Earlier this month, the EU Economic and Financial Affairs Council (ECOFIN) reached political agreement on the proposed sixth amendment to the Directive on Administrative Cooperation in the field of taxation (Directive 2011/16/EU) in order to introduce an obligation on intermediaries to disclose cross-border tax arrangements which are seen as potentially tax aggressive (hereinafter referred to as DAC 6). The proposal is part of the Commission's agenda to enhance tax transparency in the EU with the aim to tackle tax abuse and ensure fairer taxation.
In this GT Alert, we will briefly discuss the main aspects of DAC 6. Member States must implement DAC 6 in their domestic laws ultimately on 31 December 2019 and apply the new reporting requirements as of 1 July 2020, with an obligation to exchange information every three months after that.
The main aspects of DAC 6 can be summarized as follows:
- intermediaries are obligated to disclose potentially aggressive tax planning arrangements to the relevant tax authorities;
- automatic exchange of information received by the tax authorities with the tax authorities of all other Member States; and
- implementation of penalties for noncompliance with the transparency provisions.
DAC 6 has the widest possible scope, covering all intermediaries and all types of direct taxes (income, corporate, capital gains, etc.). Accordingly, any company or professional that designs or promotes a tax planning arrangement that contains a cross-border element and includes any of the hallmarks set out in DAC 6 (see further below) will be covered.
For the purposes of DAC 6, cross-border arrangements are those which concern either more than one Member State or a Member State and a third country.
The main purpose of the reporting and subsequent exchange is to provide tax authorities of Member States with more information on the tax planning schemes that intermediaries design and promote, so that they can then assess whether those schemes facilitate tax evasion or avoidance.
The obligation to report is in principle imposed on natural or legal persons who are identified as so-called intermediaries. For the purpose of DAC 6, intermediaries are defined as (i) any person who designs, markets, organizes, makes available for implementation or manages the implementation of any reportable cross-border arrangement and (ii) any person who knows or could reasonably be expected to know that they have undertaken to provide assistance with respect to a reportable arrangement. Such an intermediary is within the scope of the rules if it has an EU taxable presence or is registered with an EU professional services supervisory or regulatory body.

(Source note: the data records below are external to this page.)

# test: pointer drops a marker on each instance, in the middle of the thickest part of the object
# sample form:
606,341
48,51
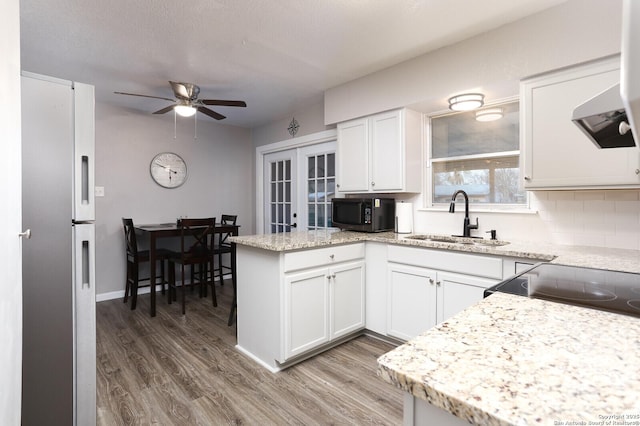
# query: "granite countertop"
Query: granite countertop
595,257
511,360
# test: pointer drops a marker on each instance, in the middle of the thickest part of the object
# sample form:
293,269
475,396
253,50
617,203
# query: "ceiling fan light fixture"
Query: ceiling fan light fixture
185,110
489,114
466,101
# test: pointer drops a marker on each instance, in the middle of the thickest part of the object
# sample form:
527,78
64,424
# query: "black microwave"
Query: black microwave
364,214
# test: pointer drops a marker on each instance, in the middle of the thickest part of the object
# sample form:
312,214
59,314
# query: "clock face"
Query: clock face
168,170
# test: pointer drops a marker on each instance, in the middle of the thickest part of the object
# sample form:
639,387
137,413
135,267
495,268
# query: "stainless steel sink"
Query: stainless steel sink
452,239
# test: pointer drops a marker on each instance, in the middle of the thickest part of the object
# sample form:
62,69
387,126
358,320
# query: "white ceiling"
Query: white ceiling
277,55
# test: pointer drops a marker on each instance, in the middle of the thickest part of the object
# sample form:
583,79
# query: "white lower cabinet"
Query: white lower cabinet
322,305
411,300
420,297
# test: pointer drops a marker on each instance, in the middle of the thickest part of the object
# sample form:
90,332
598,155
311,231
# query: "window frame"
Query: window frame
429,161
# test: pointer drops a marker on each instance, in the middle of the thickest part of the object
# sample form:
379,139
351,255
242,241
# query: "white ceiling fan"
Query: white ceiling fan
187,103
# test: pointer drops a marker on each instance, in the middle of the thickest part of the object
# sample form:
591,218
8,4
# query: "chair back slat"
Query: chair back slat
194,238
130,237
226,219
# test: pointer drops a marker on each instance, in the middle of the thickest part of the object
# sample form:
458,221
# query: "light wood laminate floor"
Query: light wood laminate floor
185,370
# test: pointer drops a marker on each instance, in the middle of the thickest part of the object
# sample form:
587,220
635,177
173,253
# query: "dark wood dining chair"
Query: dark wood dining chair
134,259
195,250
222,246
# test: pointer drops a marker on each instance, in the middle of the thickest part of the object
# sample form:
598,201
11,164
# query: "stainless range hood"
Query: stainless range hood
611,118
603,119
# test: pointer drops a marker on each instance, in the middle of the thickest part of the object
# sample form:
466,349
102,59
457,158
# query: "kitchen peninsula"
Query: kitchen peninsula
505,360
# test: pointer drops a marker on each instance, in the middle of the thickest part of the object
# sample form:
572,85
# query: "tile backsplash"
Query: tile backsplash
607,218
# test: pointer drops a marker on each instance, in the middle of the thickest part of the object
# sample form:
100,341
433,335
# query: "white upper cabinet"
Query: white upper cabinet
557,155
380,153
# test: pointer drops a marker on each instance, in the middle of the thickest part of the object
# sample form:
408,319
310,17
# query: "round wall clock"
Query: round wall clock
168,170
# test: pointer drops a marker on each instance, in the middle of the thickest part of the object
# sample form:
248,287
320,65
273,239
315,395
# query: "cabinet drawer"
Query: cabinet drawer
463,263
323,256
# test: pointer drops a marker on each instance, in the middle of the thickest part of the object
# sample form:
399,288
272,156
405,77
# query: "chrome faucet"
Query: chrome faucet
466,230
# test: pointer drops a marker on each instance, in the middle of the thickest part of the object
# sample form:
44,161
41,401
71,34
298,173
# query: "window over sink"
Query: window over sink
480,157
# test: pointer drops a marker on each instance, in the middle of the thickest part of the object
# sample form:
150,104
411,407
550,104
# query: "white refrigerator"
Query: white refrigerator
59,323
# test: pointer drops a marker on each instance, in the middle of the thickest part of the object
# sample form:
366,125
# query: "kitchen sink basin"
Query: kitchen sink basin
455,239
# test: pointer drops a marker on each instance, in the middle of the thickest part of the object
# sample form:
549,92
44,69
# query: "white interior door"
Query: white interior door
317,177
10,194
280,189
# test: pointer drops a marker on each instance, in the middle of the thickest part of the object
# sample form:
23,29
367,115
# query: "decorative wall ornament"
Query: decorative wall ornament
293,127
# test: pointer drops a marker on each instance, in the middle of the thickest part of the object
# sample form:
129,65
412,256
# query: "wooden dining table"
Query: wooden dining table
156,231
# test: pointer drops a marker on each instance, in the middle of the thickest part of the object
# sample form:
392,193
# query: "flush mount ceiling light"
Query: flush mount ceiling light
489,114
185,110
466,101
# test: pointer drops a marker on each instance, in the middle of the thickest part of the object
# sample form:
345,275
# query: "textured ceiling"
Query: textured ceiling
276,55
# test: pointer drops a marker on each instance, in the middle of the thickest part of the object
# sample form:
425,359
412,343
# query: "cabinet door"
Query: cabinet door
387,152
457,292
306,311
557,155
347,298
411,307
353,156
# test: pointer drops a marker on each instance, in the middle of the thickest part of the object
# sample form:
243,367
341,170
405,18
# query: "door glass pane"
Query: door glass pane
321,165
311,167
311,208
280,196
320,189
331,164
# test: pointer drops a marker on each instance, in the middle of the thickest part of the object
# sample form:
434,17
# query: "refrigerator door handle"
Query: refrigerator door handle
84,153
84,318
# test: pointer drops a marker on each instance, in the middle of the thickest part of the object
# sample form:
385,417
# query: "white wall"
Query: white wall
219,164
493,63
10,190
310,119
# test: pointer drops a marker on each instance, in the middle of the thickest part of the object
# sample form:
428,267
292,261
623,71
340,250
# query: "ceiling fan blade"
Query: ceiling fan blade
165,109
211,113
144,96
223,102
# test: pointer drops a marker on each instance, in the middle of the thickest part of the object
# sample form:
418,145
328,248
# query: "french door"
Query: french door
280,186
299,184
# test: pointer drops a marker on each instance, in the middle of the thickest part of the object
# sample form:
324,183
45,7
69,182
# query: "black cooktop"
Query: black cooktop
613,291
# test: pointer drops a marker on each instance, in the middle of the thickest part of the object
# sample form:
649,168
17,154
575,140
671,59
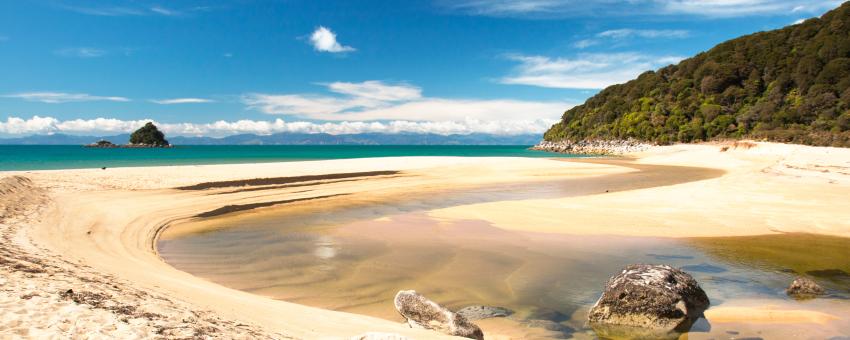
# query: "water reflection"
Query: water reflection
549,280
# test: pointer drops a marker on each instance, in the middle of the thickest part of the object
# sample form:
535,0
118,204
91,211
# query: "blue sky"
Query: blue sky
456,66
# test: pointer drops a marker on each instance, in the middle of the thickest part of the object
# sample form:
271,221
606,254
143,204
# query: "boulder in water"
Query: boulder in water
804,288
657,301
423,313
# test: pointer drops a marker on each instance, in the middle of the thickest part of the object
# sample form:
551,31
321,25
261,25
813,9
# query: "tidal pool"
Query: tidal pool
354,261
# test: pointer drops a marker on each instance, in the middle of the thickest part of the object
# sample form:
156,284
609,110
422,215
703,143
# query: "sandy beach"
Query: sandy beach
80,258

DAC 6 does not include a definition of “aggressive tax planning”. Instead, it includes a list of features (or so-called hallmarks) that may present a strong indication of aggressive tax planning or the undermining of reporting obligations. Examples of these hallmarks include arrangements which:
- involve a cross-border payment to a recipient resident in a no-tax or almost no-tax country;
- involve a jurisdiction with inadequate or weakly enforced anti-money laundering legislation;
- are set up to avoid reporting income as required under EU transparency rules;
- circumvent EU information exchange requirements for tax rulings;
- have a link between the intermediary's fee and the amount of the tax advantage from the arrangements, or impose a confidentiality obligation on participants preventing them from disclosing the arrangements, provided that the main benefit of the arrangements is to obtain a tax advantage;
- ensure that the same asset benefits from depreciation rules in more than one country;
- enable the same income to benefit from tax relief in more than one jurisdiction or have certain other “hybrid” features;
- do not respect EU or international transfer pricing guidelines.
The intermediary must disclose information to the competent authorities on a reportable cross-border arrangement within 30 days beginning on the day (i) after the arrangement is made available; (ii) the arrangement is ready for implementation to the taxpayer; or (iii) when the first step of such arrangement has been implemented – whichever occurs first.

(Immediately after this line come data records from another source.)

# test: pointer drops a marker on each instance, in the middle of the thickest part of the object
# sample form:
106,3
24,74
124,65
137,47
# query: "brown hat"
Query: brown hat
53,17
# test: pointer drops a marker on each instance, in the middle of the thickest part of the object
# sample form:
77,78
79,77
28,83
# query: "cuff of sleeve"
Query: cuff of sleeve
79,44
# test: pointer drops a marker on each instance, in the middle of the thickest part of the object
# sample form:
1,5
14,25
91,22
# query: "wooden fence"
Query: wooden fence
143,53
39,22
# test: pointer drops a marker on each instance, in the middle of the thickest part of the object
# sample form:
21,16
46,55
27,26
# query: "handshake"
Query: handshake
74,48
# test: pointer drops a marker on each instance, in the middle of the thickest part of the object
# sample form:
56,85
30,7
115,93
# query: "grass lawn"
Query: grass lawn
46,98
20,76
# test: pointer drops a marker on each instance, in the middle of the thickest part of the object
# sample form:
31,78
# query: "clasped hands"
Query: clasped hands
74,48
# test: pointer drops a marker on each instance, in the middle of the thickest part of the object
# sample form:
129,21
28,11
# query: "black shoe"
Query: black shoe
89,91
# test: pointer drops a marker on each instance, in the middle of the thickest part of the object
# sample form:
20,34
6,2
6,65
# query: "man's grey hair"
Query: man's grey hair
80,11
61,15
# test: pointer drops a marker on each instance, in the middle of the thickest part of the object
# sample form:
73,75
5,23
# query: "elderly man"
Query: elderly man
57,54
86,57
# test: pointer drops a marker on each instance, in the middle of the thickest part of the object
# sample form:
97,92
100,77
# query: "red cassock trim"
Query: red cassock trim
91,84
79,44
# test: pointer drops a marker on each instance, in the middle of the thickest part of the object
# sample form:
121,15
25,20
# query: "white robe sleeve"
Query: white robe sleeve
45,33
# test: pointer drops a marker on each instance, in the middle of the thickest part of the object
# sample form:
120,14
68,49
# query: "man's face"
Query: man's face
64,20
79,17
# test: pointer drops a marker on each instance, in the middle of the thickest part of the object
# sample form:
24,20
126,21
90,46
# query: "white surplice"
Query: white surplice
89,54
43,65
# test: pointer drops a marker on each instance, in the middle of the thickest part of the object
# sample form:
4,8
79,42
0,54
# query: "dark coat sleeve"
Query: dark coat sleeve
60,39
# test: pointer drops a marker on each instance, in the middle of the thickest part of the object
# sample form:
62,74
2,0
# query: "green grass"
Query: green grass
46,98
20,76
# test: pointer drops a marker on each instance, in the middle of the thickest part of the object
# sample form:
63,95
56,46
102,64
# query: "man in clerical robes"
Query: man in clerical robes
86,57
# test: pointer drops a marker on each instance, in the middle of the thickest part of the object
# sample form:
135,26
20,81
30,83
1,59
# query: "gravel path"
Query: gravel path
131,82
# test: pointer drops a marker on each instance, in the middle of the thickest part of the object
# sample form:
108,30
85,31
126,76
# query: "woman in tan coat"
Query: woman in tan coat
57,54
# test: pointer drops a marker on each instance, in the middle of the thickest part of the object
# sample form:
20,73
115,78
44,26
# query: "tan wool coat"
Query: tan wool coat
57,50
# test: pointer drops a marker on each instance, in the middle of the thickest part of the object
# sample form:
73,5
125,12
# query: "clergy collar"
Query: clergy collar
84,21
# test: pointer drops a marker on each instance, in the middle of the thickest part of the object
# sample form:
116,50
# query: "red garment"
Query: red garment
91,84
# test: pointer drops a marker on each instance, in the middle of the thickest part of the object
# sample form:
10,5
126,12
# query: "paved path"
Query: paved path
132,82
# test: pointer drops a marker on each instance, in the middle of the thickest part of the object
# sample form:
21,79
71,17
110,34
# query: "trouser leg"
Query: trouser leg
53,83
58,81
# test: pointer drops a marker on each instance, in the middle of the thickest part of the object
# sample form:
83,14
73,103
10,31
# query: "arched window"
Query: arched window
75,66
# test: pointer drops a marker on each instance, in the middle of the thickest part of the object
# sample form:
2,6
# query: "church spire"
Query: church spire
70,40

To the extent that the intermediary is entitled to client-attorney privilege, the disclosure obligation shifts to any other intermediary in the first instance or to the taxpayer in the absence of any other intermediary.
Automatic Exchange of Information
The reported information must be automatically exchanged each quarter by the competent authorities of each Member State via a central directory on administrative cooperation, to be developed by the Commission by the end of 2019. There will be a standard format for the exchange of this information, which will include details on the intermediary, the taxpayer(s) involved, and the details of the tax scheme, amongst other information.
The automatic exchange of information must take place within one month from the end of the quarter in which the information was filed, with the first information having to be communicated by 31 October 2020.
Member States must ensure effective, proportionate, and dissuasive penalties for intermediaries that do not respect the reporting requirements. The decision on the exact nature of these penalties is being left as a national competence and each Member State must decide its own national sanctions to apply. These could include, for example, fines or administrative sanctions. Beyond national sanctions, there would also be a reputational risk for intermediaries that fail to comply with the reporting obligations. The proposed reporting requirements may also create a disincentive for designing and marketing aggressive tax planning schemes, as they could be quickly blocked by the authorities.
DAC 6 will now be submitted for formal adoption at a forthcoming ECOFIN meeting and will enter into force on the 20th day following the date of its publication in the Official Journal of the European Union. The first reportable transactions will be those where the first implementation step occurs between that date and 1 July 2020 (the date of entry into force of DAC 6).
Given the very broad nature of some of the concepts in DAC 6, extensive guidance will be required at a national level. We will closely follow any further developments and will issue further alerts on this subject.